Aylward Ryan, Casula Anna, Tiffin Nicki, Ben-Shlomo Yoav, Rayner Brian, Birnie Kate, Caskey Fergus John
Bristol Medical School, Population Health Sciences, University of Bristol, First Floor, 5 Tyndall Avenue, Bristol, BS8 1UD, UK.
Division of Nephrology and Hypertension, Department of Medicine, Faculty of Health Sciences, University of Cape Town, Cape Town, South Africa.
J Nephrol. 2024 Nov;37(8):2317-2325. doi: 10.1007/s40620-024-02030-6. Epub 2024 Aug 4.
National Health Services (NHS) England mandates that an acute kidney injury (AKI) detection algorithm be embedded in laboratories. We evaluated the implementation of the algorithm and the consistency of alerts submitted to the United Kingdom Renal Registry (UKRR).
Code was developed to simulate the syntax of the AKI detection algorithm, executed on data from local laboratories submitted to the UKRR, including alerts and serum creatinine (SCr) results spanning 15 months before and after the alert submission. Acute kidney injury alerts were categorized into stages 0/1/2/3. Inter-rater agreement (Gwet's AC1) was used to compare local and centrally derived alerts at individual laboratory and commercial laboratory information management system (LIMS) levels, penalizing extreme disagreements.

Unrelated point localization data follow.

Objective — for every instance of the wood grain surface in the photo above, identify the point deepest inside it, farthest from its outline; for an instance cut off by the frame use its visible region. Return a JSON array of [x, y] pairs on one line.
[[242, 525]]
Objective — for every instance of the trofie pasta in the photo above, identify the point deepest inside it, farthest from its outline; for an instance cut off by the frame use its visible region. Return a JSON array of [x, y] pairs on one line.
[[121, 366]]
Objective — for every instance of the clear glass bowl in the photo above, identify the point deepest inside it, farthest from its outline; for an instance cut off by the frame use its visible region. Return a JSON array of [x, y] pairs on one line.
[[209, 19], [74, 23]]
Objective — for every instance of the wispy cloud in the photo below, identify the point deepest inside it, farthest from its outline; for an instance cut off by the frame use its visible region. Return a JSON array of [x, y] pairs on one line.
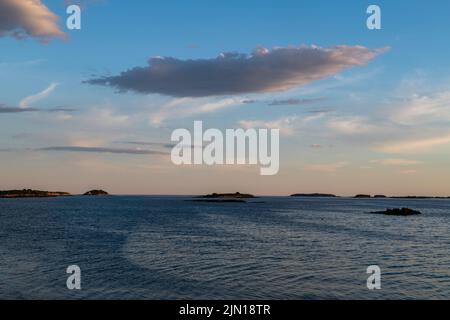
[[414, 145], [287, 125], [396, 162], [326, 167], [294, 102], [31, 18], [186, 107], [232, 73], [4, 109], [136, 151], [26, 102], [351, 125]]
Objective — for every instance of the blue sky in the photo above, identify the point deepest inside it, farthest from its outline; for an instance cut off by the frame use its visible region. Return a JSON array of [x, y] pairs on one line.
[[384, 121]]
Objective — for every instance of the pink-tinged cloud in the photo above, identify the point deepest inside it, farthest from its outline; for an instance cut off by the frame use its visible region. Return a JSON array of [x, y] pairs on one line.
[[232, 73], [28, 18]]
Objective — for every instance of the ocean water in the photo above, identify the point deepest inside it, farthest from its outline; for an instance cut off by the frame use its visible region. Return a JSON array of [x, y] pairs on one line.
[[141, 247]]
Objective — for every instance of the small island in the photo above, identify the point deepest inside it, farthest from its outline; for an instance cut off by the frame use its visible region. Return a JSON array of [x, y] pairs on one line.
[[28, 193], [399, 212], [314, 195], [236, 195], [96, 193]]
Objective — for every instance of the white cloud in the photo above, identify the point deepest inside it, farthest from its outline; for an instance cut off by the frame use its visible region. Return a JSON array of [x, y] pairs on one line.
[[26, 102], [186, 107], [287, 125], [421, 109], [28, 18], [416, 145], [351, 125], [326, 167], [396, 162]]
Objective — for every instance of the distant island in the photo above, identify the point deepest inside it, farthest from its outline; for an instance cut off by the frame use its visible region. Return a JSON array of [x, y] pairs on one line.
[[96, 193], [236, 195], [316, 195], [399, 212], [28, 193]]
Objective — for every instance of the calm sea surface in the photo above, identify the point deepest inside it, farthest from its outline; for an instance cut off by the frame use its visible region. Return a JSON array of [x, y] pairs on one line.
[[140, 247]]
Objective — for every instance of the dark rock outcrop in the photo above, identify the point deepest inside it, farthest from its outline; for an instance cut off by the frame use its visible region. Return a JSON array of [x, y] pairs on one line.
[[96, 193], [28, 193], [314, 195], [399, 212], [236, 195]]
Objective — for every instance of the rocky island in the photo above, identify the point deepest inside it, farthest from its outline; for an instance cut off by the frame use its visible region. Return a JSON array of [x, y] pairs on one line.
[[236, 195], [398, 212], [28, 193], [314, 195], [96, 193]]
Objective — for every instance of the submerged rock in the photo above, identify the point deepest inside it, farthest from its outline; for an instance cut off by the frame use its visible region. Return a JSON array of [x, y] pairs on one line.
[[399, 212]]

The analysis included 9,096,667 SCr results from 29 labs (475,634 patients; median age 72 years, 47% female) between algorithm activation and data extraction (September 30, 2020). Laboratories and the central simulation generated 1,579,633 and 1,646,850 non-zero AKI alerts, respectively. Agreement was high within known laboratory information management system providers (0.97-0.98) but varied across individual laboratories (overall range 0.17-0.98, 0.17-0.23 in three). Agreement tended to be lower (Gwet's AC1 0.88) with the highest baseline SCr quartile (median 164 μmol/L).

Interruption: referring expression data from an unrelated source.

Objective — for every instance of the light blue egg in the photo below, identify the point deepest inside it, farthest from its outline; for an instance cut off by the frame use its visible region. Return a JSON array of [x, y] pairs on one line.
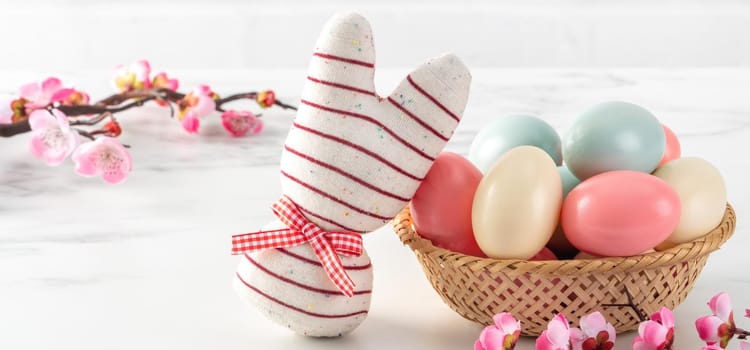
[[508, 132], [569, 180], [614, 136]]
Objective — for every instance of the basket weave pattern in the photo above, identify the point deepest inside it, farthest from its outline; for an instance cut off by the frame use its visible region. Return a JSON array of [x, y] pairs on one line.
[[533, 291]]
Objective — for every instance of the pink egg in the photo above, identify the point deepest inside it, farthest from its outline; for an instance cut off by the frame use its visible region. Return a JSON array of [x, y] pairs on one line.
[[620, 213], [544, 254], [441, 207], [672, 150]]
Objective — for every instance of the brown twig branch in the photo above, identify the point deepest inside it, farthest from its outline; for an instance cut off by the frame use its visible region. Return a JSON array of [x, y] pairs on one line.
[[642, 316], [117, 103]]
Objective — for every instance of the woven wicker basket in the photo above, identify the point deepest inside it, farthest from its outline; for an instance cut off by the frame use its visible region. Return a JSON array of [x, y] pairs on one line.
[[533, 291]]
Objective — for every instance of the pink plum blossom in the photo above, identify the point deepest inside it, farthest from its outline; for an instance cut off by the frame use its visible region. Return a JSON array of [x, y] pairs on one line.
[[595, 333], [717, 327], [239, 123], [6, 111], [721, 306], [76, 98], [190, 122], [200, 100], [39, 95], [709, 329], [106, 157], [503, 335], [53, 140], [133, 77], [162, 81], [652, 335], [556, 336]]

Overall, alerts submitted to the UKRR are a valid source of AKI surveillance but there are concerns about inconsistent laboratory practices, incomplete adoption of the NHSE algorithm code, alert suppression, and variable interpretation of guidelines. Future efforts should audit and support laboratories with low agreement rates, and explore reasons for lower agreement in individuals with pre-existing CKD.

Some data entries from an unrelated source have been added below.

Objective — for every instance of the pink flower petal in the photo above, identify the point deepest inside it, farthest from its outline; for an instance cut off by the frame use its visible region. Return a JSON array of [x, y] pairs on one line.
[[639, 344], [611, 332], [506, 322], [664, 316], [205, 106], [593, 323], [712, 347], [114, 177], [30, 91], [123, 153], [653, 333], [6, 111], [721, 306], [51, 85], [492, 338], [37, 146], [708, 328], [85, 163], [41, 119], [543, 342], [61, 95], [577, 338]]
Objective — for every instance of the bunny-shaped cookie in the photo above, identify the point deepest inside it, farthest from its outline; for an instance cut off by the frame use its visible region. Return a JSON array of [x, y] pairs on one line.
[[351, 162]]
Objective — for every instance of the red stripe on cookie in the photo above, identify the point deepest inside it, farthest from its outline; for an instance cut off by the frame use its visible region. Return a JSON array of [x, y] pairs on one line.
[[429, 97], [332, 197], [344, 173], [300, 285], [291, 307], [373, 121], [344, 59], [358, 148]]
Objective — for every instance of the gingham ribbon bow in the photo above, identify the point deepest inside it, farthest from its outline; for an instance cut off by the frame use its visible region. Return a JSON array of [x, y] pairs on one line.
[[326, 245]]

英国国家医疗服务体系(NHS)要求实验室采用急性肾损伤(AKI)检测算法。我们评估了该算法的实施情况以及提交给英国肾脏登记处(UKRR)的警报的一致性。
开发代码以模拟AKI检测算法的语法,对提交给UKRR的本地实验室数据执行该代码,包括警报以及警报提交前后15个月的血清肌酐(SCr)结果。急性肾损伤警报分为0/1/2/3期。使用评分者间一致性(Gwet's AC1)在个体实验室和商业实验室信息管理系统(LIMS)层面比较本地生成和中央生成的警报,对极端不一致情况进行惩罚。
分析纳入了算法激活至数据提取期间(2020年9月30日)29个实验室的9,096,667条SCr结果(475,634名患者;中位年龄72岁,47%为女性)。实验室和中央模拟分别生成了1,579,633条和1,646,850条非零AKI警报。在已知的实验室信息管理系统供应商中一致性较高(0.97 - 0.98),但在各个实验室之间存在差异(总体范围0.17 - 0.98,其中三个实验室为0.17 - 0.23)。与基线SCr四分位数最高组(中位数164μmol/L)的一致性往往较低(Gwet's AC1为0.88)。
总体而言,提交给UKRR的警报是AKI监测的有效来源,但存在对实验室操作不一致、未完全采用NHSE算法代码、警报抑制以及指南解读不一致的担忧。未来应审核并支持一致性率较低的实验室,并探究已有慢性肾脏病个体一致性较低的原因。